With heterogeneous computing environments consisting of central processing units (CPUs) and graphics processing units (GPUs) becoming more common, there is an increasing need to optimize existing sequential C source code to take advantage of these new architectures for optimized performance. Nugteren and Corporaal introduce Bones as a completely automated source-to-source compilation tool to parallelize C source code. For this paper, the output is CUDA source code for NVIDIA GPUs.

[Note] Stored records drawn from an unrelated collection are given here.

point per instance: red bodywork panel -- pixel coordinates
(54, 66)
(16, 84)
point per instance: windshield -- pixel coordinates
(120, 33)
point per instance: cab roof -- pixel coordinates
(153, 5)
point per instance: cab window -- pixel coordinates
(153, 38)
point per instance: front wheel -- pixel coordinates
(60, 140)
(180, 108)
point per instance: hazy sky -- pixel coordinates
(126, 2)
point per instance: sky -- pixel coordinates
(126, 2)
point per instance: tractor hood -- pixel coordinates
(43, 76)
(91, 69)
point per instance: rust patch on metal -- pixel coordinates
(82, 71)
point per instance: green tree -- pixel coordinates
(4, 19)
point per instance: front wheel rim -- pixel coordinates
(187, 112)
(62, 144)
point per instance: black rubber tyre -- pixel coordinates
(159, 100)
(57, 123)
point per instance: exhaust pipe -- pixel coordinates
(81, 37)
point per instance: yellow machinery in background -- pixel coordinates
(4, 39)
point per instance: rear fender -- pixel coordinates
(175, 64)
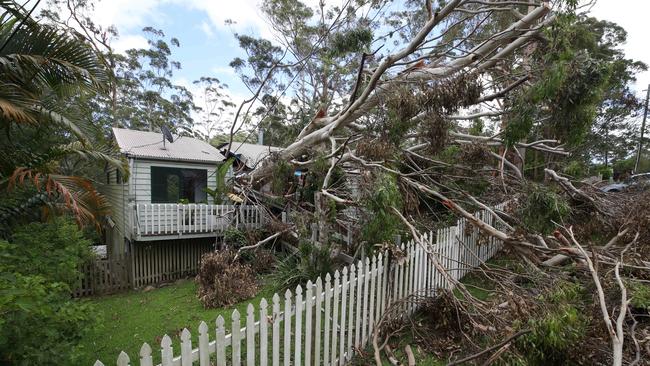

Bones will automatically examine memory access patterns in the input source code to classify an algorithm, identifying its “algorithmic species,” an extension of prior work involving algorithmic skeletons. Once a species is identified, an appropriate skeleton is invoked, and code is generated and optimized for the CUDA target. A considerable number of optimizations are performed, including data transfer optimization between the host and the accelerator and fusing accelerator kernels to reduce the number of context switches. These two optimizations are particularly important for high-performance code.
The work is experimentally validated using several metrics. Compiler optimizations are evaluated, the different output targets are compared, and the GPU-CUDA target of Bones is compared to other state-of-the-art C-to-CUDA compilers. As is the case with many compiler optimizations, performance improvements are seen for some benchmarks, while negative performance effects are seen for others. However, when comparing Bones to Par4All and PPCG, Bones generates higher-performing code for nearly all benchmarks evaluated, with an average speedup of 2.4 times compared to Par4All, and 1.4 times compared to PPCG.
Bones is neither complete nor perfect. However, this work is a promising result for a completely automatic, skeleton-based, source-to-source compilation tool. As parallel programming environments evolve, especially the CUDA application programming interface (API) and other GPU compilers, the effectiveness of tools such as Bones should improve.